Перед глазами встает окровавленное лицо Карен Кролл. Будто лицо подтаявшей восковой куклы. Тут волей-неволей задумаешься: какая же нужна сила, чтобы вот так вогнать в глаз отвертку. И с каким звуком она вошла в плоть.

— Но твое будущее — каким ты его видишь? — спрашиваю я, чтобы отвлечься от этих мыслей.

— То есть — хочу ли я выйти отсюда? Вернуться в общество? Выйти замуж, завести ребенка, сидеть с девяти до пяти на работе — или о чем там еще полагается мечтать маленьким девочкам?

— Маленьким девочкам?

— Брось. Ну эти твои дебилки из твоих дебильных групп, обсуждающие своих дебильных бойфрендов и свой дебильный секс и своих деток-олигофренов.

— Забудем о том, чего — в твоем понимании — хотят другие девочки. Чего хочешь ты?

Бетани останавливается, и мы обе смотрим на багряную стену плюща.

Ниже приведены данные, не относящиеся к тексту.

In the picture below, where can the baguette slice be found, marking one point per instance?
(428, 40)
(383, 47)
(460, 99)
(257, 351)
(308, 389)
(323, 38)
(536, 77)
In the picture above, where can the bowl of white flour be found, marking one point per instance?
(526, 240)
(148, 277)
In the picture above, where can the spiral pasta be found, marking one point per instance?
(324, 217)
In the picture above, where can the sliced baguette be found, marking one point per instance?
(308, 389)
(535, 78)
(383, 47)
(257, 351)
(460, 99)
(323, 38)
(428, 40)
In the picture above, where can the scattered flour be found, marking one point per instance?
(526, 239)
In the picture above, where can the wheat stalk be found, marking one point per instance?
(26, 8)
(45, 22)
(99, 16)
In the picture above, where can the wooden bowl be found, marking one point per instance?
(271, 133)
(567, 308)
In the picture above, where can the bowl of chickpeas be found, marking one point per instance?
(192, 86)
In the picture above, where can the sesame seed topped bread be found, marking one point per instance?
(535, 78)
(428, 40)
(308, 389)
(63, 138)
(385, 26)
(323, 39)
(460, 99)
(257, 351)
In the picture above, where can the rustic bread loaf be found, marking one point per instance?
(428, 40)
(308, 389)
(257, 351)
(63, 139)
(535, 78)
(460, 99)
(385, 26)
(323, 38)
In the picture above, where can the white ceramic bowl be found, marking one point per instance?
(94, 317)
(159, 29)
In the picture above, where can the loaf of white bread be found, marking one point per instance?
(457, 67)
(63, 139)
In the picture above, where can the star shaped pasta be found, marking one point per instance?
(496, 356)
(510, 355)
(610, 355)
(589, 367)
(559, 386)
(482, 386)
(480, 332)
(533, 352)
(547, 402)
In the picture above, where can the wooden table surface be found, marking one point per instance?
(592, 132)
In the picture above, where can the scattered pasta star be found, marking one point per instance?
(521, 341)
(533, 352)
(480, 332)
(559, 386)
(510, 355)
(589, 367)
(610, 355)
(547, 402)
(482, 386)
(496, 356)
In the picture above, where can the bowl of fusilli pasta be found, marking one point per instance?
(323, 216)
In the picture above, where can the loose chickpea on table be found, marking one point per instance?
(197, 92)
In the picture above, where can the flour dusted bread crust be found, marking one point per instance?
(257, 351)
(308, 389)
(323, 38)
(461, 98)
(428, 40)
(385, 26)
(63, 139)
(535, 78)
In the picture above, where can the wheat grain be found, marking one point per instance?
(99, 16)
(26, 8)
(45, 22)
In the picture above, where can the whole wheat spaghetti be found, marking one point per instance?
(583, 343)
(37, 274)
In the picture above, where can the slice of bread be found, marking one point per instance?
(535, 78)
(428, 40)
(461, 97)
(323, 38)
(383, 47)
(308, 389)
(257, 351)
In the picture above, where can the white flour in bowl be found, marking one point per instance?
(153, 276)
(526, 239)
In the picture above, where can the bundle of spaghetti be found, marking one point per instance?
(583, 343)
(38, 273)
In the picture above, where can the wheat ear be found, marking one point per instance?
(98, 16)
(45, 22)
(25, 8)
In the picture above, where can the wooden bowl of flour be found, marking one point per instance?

— Будь у меня ребенок, я назвала бы его Феликсом. Феликс значит «счастливый», верно? Такое вот ироничное имя. — Жду продолжения и думаю: а мне он всегда представлялся Максом. — Но у меня не будет детей.

У меня тоже. В больнице сказали, я чуть не умерла и «спасти плод не было никакой возможности». «Плод». Любопытный эвфемизм. Макса нет. И никогда не будет.

— А почему ты решила, что у тебя не будет детей?

— Зачем? В нашем дерьмовом мире? Я же не садистка.

Знакомая песня. Хэриш Модак ее бы поддержал.

— Я могла бы назвать тысячу разных причин, — говорю я. Хотя тут я погорячилась: поймай она меня на слове, вряд ли я смогла бы придумать хотя бы одну.

Внутренний вихрь Бетани уже мчится дальше. Она наклонилась, и я чувствую на затылке ее дыхание. Любимый ее прием, способ заставить меня понервничать.

— Выберусь я отсюда или нет — тут все от тебя зависит, Немочь, — шепчет она, нагнувшись так близко, что ее губы касаются волос у виска. Хриплый голосок пробирается все глубже, ввинчивается в меня с упорством экзотического паразита. — От того, умеешь ты делать свою так называемую работу или нет. — По позвоночнику растекается знакомая боль, взбираясь от раздробленного позвонка к шее. Передергиваюсь и меняю положение. Два года в инвалидном кресле научили меня: когда ты наполовину мертва, во второй половине иногда просыпается яростная и чуть ли не воинственная жажда жизни. — У Джой Маккоуни было девять звезд из десяти, но этого оказалось мало. Как дошло до дела, ей попросту не хватило пороху. Теперь она за это расплачивается. Но может, с тобой выйдет иначе. Тебе не приходило в голову, что судьба послала тебя сюда не просто так?

— В каком смысле?

— А в том, что поможешь ты мне выбраться отсюда или нет?